Cosa dirà oggi al funerale di Maria Paola?
«È la prima volta in vita mia che ho scritto l’omelia, di solito parlo a braccio». Che messaggio vuole lanciare? «Dobbiamo pretendere la giustizia ma stare molti attenti affinché i nostri sentimenti non finiscano nella vendetta e nell’odio brutale. So bene che peseranno le parole che dirò e anche quelle che non dirò.
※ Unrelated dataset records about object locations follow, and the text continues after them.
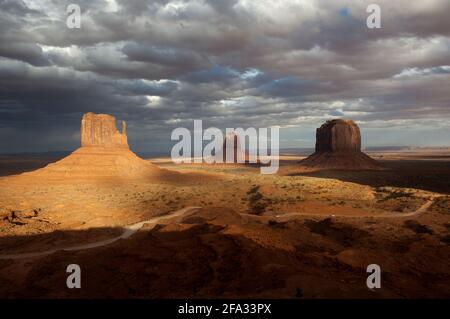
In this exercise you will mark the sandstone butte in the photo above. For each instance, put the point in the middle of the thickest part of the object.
(338, 146)
(232, 143)
(104, 152)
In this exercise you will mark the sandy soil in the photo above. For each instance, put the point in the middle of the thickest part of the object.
(295, 234)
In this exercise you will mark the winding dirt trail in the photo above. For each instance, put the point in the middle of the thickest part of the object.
(130, 230)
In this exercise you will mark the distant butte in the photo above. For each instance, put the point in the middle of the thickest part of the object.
(104, 152)
(99, 130)
(338, 146)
Davanti, avrò una famiglia distrutta dal dolore».
Ha incontrato Ciro?
«Ancora no perché non posso andare in ospedale, lo farò nei prossimi giorni».
Che lezione trarre da questo delitto in un quartiere flagellato da ogni sorta di violenza?
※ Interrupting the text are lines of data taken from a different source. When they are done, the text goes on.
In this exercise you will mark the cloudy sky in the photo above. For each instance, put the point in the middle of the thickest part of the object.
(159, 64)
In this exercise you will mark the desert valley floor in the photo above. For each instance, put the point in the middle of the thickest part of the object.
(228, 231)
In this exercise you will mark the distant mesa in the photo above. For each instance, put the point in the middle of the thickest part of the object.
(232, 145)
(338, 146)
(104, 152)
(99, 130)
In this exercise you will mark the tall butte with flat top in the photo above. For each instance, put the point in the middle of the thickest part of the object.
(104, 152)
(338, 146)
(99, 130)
«Mancano i modelli, questa è l’atroce realtà che riguarda non solo il Parco Verde di Caivano ma anche Colleferro dove hanno ammazzato un ragazzino inerme di 21 anni. I ragazzi non vanno formati con le chiacchiere ma con gli esempi, non quelli eroici ma quotidiani. Perché i ragazzi del Parco Verde devono vivere nell’immondizia e nessuno gliela toglie? Perché devono vivere imprigionati dagli spacciatori? Ho detto al questore di Napoli, Alessandro Giuliano (figlio di Boris, il capo della squadra mobile di Palermo assassinato dalla Mafia nel 1979, ndr) e al Prefetto di liberare i prigionieri del Parco Verde, di questo non parla nessuno. Le famiglie che collaboravano con me in parrocchia se ne stanno andando tutte. Il Parco Verde non può essere il ghetto dove la camorra spadroneggia, dove si viene solo per rifornirsi di droga. Ma questo lo ha voluto anche uno Stato pigro e negligente».